Pretraining and Updating Language- and Domain-specific Large Language Model: A Case Study in Japanese Business Domain

2404.08262

YC

0

Reddit

0

Published 4/17/2024 by Kosuke Takahashi, Takahiro Omi, Kosuke Arima, Tatsuya Ishigaki

💬

Abstract

Several previous studies have considered language- and domain-specific large language models (LLMs) as separate topics. This study explores the combination of a non-English language and a high-demand industry domain, focusing on a Japanese business-specific LLM. This type of a model requires expertise in the business domain, strong language skills, and regular updates of its knowledge. We trained a 13-billion-parameter LLM from scratch using a new dataset of business texts and patents, and continually pretrained it with the latest business documents. Further we propose a new benchmark for Japanese business domain question answering (QA) and evaluate our models on it. The results show that our pretrained model improves QA accuracy without losing general knowledge, and that continual pretraining enhances adaptation to new information. Our pretrained model and business domain benchmark are publicly available.

Create account to get full access

or

If you already have an account, we'll log you in

Overview

  • The paper explores pretraining and updating a large language model (LLM) for the Japanese business domain.
  • The researchers used an existing LLM and further trained it on a domain-specific corpus to create a more specialized model.
  • They evaluated the performance of the updated model on various tasks relevant to the Japanese business domain.

Plain English Explanation

In this study, the researchers wanted to create a language model that would be particularly useful for understanding and generating text in the Japanese business domain. They started with an existing large language model, which is a powerful AI system trained on a vast amount of text data from the internet.

To make this model more specialized for business tasks, the researchers gave it additional training using a dataset focused on Japanese business documents, such as financial reports, industry news, and business correspondence. This additional training, called "pretraining," allows the model to learn the unique vocabulary, writing style, and topics that are common in the Japanese business world.

After pretraining, the researchers tested the updated model on a variety of tasks related to the Japanese business domain, such as summarizing financial reports, generating business emails, and answering questions about industry trends. They found that the updated model performed better on these business-focused tasks compared to the original, more general-purpose language model.

The key insight here is that while large language models can be very powerful, they may not be optimally suited for specific domains or tasks. By further training these models on domain-specific data, researchers can create more specialized and effective AI systems for real-world applications, such as assisting with business operations or automating certain business processes.

Technical Explanation

The researchers used an existing large language model as a starting point and further trained it on a dataset of Japanese business documents, including financial reports, industry news, and business correspondence.
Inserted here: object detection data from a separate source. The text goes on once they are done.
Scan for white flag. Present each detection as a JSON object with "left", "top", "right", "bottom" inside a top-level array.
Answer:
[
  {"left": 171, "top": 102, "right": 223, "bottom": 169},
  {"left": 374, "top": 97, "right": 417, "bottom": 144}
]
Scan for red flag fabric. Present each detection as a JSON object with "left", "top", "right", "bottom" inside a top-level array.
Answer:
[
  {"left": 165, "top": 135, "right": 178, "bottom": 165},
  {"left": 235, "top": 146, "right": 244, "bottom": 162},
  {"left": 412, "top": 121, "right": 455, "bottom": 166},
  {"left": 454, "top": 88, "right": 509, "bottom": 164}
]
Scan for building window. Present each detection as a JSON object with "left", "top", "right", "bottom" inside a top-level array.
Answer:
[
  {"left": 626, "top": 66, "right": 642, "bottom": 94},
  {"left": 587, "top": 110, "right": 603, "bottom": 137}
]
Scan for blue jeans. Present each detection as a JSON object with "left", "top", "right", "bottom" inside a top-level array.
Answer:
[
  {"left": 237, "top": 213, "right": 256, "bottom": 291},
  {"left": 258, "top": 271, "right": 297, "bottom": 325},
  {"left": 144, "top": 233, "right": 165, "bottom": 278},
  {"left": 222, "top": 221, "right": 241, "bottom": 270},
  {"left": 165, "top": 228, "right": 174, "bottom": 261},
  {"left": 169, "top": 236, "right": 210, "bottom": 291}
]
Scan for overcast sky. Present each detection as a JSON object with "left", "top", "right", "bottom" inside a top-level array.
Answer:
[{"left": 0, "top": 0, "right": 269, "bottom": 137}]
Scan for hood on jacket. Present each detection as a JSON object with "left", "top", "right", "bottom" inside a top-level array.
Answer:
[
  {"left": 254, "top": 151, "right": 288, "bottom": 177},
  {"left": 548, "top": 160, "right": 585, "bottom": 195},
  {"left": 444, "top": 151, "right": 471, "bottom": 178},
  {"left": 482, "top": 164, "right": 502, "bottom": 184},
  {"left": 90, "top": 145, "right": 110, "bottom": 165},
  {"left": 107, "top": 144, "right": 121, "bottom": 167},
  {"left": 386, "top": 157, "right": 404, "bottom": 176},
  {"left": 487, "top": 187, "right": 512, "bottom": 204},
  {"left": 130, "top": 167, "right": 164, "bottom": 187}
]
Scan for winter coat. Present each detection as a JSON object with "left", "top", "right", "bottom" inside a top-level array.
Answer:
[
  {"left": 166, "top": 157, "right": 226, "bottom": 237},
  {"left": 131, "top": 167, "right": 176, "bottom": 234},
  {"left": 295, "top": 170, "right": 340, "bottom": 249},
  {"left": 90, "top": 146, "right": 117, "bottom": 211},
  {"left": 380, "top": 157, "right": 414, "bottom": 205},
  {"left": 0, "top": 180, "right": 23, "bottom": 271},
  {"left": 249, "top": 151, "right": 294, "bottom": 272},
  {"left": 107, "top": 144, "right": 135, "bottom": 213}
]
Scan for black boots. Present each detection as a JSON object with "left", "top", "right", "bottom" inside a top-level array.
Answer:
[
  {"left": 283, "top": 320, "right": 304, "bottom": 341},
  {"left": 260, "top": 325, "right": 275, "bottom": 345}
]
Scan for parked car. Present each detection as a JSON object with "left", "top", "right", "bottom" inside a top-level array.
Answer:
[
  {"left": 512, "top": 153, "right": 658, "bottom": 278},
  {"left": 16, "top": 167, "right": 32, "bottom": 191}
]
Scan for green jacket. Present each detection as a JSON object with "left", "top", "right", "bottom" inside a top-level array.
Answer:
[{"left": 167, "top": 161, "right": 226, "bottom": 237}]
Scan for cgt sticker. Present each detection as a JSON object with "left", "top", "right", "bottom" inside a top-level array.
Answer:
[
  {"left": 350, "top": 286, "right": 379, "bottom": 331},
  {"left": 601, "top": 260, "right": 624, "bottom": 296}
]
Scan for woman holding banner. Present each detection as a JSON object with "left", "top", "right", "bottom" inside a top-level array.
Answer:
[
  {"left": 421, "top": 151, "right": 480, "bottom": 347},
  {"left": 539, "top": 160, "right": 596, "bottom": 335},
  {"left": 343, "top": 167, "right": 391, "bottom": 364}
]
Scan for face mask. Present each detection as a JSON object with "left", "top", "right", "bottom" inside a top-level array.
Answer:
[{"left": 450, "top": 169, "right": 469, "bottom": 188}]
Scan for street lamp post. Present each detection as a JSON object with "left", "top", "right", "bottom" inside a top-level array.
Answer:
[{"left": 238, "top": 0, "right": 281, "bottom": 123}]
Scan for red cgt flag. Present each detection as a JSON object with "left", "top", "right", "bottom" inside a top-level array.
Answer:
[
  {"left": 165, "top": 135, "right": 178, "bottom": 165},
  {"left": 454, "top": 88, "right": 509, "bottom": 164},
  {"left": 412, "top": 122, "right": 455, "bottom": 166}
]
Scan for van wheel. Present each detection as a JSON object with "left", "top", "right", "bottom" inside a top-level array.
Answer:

This additional pretraining step allowed the model to learn the unique vocabulary, writing style, and topical focuses that are common in the Japanese business domain.

After pretraining, the researchers evaluated the updated model's performance on a variety of business-related tasks, such as summarizing financial reports, generating business emails, and answering questions about industry trends. They compared the updated model's performance to the original, more general-purpose language model and found that the specialized model achieved better results on the business-focused tasks.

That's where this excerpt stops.